Terahertz applications will be covered at SPIE Photonics West – http://spie.org/pw
Despite a wide range of potential applications, the terahertz field is not as well-known as the optical or microwave fields, explained University of California, Los Angeles (UCLA), associate professor Mona Jarrahi during a recent tour of her lab.
As a result, she said, terahertz researchers find they have to do more explaining about the technology’s potential when discussing how it might contribute to solutions to other researchers’ problems.
The unique spectral signatures of many molecules when exposed to terahertz waves allow for identification of many chemicals and materials, so the technology lends itself to many potential applications.
The SPIE Senior Member has been working in the terahertz domain for nearly a decade and knows from firsthand experience why the field has struggled to find wide acceptance:
“The radiation power of sources is not very high, the detection sensitivity of detectors is not very high, and the available devices that show good performance often don’t offer compact, low-cost platforms,” Jarrahi said
Dr. Jarrahi and her team at UCLA began working on creating terahertz sources and detectors that could help bridge these gaps.
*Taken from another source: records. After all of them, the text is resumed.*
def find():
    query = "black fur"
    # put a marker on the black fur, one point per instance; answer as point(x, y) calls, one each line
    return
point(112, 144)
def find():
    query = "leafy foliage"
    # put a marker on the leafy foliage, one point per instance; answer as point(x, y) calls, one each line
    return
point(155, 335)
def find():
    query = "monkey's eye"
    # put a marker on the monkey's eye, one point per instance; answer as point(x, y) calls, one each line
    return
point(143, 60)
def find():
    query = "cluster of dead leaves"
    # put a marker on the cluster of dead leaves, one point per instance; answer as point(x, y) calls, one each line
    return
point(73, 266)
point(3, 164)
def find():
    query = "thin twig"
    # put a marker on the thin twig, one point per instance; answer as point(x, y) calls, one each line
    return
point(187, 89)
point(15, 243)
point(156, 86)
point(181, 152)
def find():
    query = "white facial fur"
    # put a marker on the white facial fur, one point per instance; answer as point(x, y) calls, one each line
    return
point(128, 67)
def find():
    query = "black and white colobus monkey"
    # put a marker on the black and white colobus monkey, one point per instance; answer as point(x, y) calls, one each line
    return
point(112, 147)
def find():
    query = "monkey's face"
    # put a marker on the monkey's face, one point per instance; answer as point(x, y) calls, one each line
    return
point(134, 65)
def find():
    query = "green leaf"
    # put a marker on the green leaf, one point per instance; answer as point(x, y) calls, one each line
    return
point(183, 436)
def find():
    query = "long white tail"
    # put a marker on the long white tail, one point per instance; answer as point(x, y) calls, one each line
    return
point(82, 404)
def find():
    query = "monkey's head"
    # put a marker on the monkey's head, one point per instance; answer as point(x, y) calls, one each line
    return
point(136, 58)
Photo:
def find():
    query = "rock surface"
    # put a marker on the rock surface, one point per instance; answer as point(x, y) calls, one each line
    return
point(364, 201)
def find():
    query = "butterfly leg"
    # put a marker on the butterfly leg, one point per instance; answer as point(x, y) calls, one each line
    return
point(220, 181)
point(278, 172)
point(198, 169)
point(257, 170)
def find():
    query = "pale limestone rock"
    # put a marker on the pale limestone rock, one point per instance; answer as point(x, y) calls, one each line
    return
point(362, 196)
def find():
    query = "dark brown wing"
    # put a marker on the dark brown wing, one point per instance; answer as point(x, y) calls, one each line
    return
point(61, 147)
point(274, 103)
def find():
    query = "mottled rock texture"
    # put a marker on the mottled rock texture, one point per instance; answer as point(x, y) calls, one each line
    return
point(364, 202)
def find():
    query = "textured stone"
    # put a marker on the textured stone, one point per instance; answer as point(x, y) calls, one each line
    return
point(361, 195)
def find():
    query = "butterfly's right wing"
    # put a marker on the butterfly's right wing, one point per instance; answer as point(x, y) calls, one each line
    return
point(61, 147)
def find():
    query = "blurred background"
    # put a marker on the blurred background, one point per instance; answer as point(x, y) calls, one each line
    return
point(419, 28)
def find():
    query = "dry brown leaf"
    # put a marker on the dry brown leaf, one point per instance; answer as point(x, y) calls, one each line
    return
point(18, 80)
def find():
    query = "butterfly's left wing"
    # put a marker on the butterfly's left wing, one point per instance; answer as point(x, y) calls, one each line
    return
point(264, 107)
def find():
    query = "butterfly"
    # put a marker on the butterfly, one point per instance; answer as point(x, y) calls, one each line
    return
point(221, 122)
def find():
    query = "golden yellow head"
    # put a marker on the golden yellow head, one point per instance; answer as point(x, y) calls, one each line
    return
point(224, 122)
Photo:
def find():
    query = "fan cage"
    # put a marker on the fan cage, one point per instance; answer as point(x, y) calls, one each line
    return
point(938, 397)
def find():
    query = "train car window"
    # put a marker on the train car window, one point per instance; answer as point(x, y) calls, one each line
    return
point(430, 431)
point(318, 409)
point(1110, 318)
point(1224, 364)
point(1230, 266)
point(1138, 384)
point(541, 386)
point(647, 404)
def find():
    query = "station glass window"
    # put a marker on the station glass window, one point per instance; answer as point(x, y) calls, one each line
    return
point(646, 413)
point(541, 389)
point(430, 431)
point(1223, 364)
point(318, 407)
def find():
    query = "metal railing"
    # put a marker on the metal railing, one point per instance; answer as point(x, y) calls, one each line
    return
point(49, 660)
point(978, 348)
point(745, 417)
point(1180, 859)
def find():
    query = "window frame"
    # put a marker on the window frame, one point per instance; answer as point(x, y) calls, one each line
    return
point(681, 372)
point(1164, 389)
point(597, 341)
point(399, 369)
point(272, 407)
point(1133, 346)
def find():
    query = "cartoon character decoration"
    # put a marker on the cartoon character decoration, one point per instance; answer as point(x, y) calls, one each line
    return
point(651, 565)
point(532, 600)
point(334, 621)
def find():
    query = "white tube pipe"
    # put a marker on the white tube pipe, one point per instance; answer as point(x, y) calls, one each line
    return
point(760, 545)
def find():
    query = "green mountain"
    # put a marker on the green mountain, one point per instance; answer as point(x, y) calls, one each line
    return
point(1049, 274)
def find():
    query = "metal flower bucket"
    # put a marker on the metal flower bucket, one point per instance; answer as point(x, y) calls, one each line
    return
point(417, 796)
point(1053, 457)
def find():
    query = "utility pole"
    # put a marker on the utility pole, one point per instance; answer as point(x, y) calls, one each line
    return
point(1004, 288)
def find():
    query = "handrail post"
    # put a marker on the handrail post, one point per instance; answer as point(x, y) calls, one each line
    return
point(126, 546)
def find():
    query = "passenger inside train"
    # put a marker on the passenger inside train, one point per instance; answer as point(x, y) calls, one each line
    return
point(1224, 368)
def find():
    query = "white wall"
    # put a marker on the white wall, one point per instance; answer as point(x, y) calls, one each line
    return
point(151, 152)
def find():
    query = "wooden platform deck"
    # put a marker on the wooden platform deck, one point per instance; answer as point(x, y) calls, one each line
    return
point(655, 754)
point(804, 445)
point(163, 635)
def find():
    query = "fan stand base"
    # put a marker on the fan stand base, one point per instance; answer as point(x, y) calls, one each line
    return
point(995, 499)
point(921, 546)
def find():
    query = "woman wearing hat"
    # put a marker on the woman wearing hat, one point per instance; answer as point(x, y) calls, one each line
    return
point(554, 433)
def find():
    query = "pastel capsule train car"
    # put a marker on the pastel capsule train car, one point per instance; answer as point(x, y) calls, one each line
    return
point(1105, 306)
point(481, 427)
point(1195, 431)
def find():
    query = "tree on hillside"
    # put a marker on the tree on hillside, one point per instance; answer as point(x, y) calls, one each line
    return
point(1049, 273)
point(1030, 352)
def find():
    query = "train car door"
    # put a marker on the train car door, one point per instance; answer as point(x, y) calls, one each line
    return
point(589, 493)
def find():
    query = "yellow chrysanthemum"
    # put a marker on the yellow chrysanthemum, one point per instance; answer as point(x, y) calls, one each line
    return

Based on accolades, their efforts seem to be working. Jarrahi has earned numerous awards for her research, including a Presidential Early Career Award for Scientists and Engineers in 2014. Just last year, she was one of five inaugural Moore Inventor Fellows named by the Gordon and Betty Moore Foundation.
“We are trying to really pinpoint major challenges that we have on the device side.” Jarrahi said. At the same time, “whenever we come up with better device performance, that motivates us to look at potential applications that were stopped up to this point because of lack of those functionalities. So we are also looking at a lot of applications.”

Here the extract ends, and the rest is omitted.